If the Guardian had refused to publish Burchill's article on the grounds of transphobia, nobody would have had an issue; it's the Guardian's freedom of speech to publish or refuse to publish things as they like. There are views that cannot find a publisher because they are of such a nature that no publisher wants to be associated with it, right down to the level of "My ISP refuses to host my racist private blog". I don't think this is censorship, provided it is the actions of private organizations and is not mandated or coordinated by the government. If somebody is so offensive they end up having to walk the streets with a hand-written billboard to get the word out, that's the marketplace of ideas at work, not censorship.

Now, many people host ideas they don't agree with, because they think that the circulation of those ideas is a good thing in the spirit of free debate (or because they think it's profitable). This is fine. There is a sliding scale of what conditions things must meet to be published in various ways. Newspapers typically require that the piece be well-written and well-reasoned, with these requirements imposed more lightly on those articles generally in accordance with the paper's political slant and more heavily on those that cut against it (That is, to get a left-leaning piece published by the Telegraph or a right-leaning piece published by the Guardian, it will need to be of a higher quality than vice versa). it is normal and accepted for a paper to make value judgments about what it publishes and the public judges a paper based on what it publishes (the Mail gives Richard Littlejohn a column, I make the judgement that the Mail is a worthless rag).

In contrast, Internet Service Providers typically only require that what they host be legal, whereas services like Live Journal, Twitter and Facebook will also take things down if they are out-and-out-beyond-the-pale-offensive to almost everyone, but will typically host pretty much anything else. I don't  judge Facebook or Virgin for what they host because there is not the same implication that they approve of what they're hosting.
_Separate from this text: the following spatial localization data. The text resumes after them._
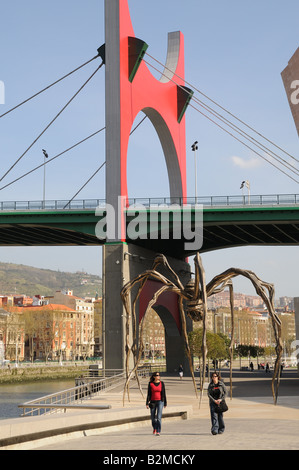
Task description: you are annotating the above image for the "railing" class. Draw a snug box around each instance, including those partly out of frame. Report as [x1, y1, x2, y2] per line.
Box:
[126, 194, 299, 207]
[18, 370, 125, 417]
[18, 367, 150, 417]
[1, 194, 299, 212]
[0, 199, 106, 211]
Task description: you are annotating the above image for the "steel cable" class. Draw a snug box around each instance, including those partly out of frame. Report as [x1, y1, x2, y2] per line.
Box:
[0, 54, 100, 120]
[144, 55, 299, 184]
[0, 62, 104, 183]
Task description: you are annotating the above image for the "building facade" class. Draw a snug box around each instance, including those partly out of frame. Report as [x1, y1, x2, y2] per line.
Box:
[2, 290, 96, 362]
[281, 47, 299, 136]
[50, 290, 95, 359]
[0, 308, 25, 362]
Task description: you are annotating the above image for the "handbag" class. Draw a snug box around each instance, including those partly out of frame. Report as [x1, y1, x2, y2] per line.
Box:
[215, 399, 228, 413]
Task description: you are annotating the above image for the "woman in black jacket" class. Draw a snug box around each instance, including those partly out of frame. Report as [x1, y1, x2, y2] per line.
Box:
[146, 372, 167, 436]
[207, 372, 227, 435]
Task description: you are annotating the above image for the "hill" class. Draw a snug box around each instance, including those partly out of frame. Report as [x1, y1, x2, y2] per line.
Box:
[0, 262, 102, 298]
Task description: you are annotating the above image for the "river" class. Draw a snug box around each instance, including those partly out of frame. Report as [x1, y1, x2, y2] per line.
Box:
[0, 379, 75, 420]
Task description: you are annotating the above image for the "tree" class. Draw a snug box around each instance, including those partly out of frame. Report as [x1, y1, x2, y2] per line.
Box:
[235, 344, 264, 359]
[188, 328, 228, 367]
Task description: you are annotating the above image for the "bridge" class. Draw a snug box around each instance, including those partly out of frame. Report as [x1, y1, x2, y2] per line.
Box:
[0, 0, 298, 373]
[0, 194, 298, 258]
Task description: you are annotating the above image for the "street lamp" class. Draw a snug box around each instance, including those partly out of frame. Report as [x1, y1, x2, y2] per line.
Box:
[191, 141, 198, 202]
[42, 149, 48, 205]
[240, 180, 250, 205]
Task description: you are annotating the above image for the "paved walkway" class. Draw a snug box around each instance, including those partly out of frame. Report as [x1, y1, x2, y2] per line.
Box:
[36, 369, 299, 451]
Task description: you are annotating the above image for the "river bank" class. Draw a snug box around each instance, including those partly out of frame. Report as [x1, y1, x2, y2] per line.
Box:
[0, 379, 76, 419]
[0, 364, 90, 385]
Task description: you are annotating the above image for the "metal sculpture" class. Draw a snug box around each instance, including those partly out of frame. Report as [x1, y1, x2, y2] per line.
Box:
[120, 252, 283, 406]
[105, 0, 191, 242]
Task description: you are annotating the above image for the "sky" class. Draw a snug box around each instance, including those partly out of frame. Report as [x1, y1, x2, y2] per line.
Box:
[0, 0, 298, 298]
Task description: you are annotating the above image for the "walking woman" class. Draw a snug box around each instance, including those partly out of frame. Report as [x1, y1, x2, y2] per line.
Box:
[207, 372, 227, 435]
[146, 372, 167, 436]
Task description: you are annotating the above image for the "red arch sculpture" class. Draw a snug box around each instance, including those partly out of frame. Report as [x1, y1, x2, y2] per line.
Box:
[139, 279, 181, 333]
[105, 0, 192, 241]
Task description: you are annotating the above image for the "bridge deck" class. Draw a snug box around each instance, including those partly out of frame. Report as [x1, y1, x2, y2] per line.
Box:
[0, 197, 298, 257]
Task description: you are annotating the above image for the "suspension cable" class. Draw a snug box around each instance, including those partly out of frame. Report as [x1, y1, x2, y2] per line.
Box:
[189, 94, 299, 177]
[143, 56, 299, 184]
[0, 55, 101, 120]
[145, 56, 299, 177]
[145, 52, 299, 164]
[188, 101, 299, 184]
[63, 162, 106, 209]
[63, 115, 148, 207]
[0, 62, 104, 183]
[0, 113, 148, 195]
[0, 127, 105, 191]
[144, 56, 299, 174]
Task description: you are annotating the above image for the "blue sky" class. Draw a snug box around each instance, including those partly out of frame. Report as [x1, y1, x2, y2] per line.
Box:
[0, 0, 298, 298]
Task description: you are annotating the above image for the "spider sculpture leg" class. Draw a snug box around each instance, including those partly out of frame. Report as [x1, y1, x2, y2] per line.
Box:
[121, 271, 158, 405]
[203, 261, 283, 405]
[121, 272, 150, 404]
[120, 254, 198, 405]
[228, 282, 235, 401]
[178, 297, 198, 399]
[121, 267, 183, 405]
[193, 253, 208, 407]
[194, 253, 237, 402]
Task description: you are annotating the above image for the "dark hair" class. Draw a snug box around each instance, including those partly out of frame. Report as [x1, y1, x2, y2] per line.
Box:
[150, 372, 160, 382]
[211, 372, 221, 380]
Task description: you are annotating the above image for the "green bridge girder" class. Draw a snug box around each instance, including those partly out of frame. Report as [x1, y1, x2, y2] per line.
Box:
[0, 204, 299, 258]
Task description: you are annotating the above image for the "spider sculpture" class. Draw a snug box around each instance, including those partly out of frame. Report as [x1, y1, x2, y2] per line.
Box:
[120, 252, 283, 406]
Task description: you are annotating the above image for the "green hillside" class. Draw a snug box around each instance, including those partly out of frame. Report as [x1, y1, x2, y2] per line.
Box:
[0, 262, 102, 298]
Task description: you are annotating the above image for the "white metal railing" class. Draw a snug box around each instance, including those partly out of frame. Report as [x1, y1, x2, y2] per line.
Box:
[18, 367, 150, 417]
[0, 194, 299, 212]
[18, 370, 125, 417]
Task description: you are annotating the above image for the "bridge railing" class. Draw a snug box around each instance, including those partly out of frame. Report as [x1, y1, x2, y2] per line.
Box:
[126, 194, 299, 207]
[0, 194, 299, 212]
[0, 199, 106, 211]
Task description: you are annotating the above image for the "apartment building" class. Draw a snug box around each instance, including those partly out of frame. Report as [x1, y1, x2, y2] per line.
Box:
[49, 290, 95, 359]
[0, 307, 25, 362]
[93, 298, 102, 357]
[2, 290, 96, 361]
[142, 309, 166, 359]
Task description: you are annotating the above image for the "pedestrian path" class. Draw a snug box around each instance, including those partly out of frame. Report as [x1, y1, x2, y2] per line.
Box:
[35, 369, 299, 451]
[36, 416, 299, 450]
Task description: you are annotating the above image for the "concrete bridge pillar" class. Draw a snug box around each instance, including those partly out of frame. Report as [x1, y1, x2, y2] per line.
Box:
[102, 242, 193, 373]
[102, 0, 193, 374]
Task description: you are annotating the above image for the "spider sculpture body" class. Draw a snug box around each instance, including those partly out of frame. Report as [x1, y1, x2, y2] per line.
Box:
[120, 253, 283, 406]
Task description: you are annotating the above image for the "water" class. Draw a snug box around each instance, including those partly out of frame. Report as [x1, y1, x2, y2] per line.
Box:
[0, 379, 75, 420]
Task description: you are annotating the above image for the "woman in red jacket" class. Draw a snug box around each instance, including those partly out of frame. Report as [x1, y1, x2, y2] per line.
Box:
[146, 372, 167, 436]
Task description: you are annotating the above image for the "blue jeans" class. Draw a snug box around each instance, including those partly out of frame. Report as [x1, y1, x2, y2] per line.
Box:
[150, 401, 164, 433]
[210, 402, 225, 434]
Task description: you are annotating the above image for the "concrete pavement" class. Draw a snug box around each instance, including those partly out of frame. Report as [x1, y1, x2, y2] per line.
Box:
[32, 368, 299, 451]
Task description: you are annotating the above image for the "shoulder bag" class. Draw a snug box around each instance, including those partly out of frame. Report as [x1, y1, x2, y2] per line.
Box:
[215, 399, 228, 413]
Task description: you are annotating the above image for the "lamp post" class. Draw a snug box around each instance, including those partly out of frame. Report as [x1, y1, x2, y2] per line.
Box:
[240, 180, 250, 205]
[42, 149, 48, 206]
[191, 141, 198, 202]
Newspapers, however, typically do endorse what they publish at least in so far as "this is a interesting contribution to the debate" or "this is notable enough you may wish to be read it". This is why I thought less of the Observer for publishing Burchill's screed and why I don't like the way (more the way, than the fact) that the Telegraph is hosting it now.

I don't think the Observer was right to delete the article. I think the best and most honest thing to do would be to publish a retraction along the lines of "We were wrong to publish this article and the paper wishes to disassociate itself from it" but to continue to host both the article and it's comments because a mistake once made ought to be owned up to, not swept under the rug.

Further, the piece itself is now news and notable and a record of it ought to be preserved. If the Telegraph had presented it in that way (the way a Prime Minister's speech might be publish verbatim, presented but unendorsed), I would not have a problem with it. My issue would be that I don't feel the Telegraph has clearly indicated either way whether the piece is presented but not endorsed or whether they are publishing it in the same way as they'd publish any other column.

And either way, this has nothing to do with censorship or free speech.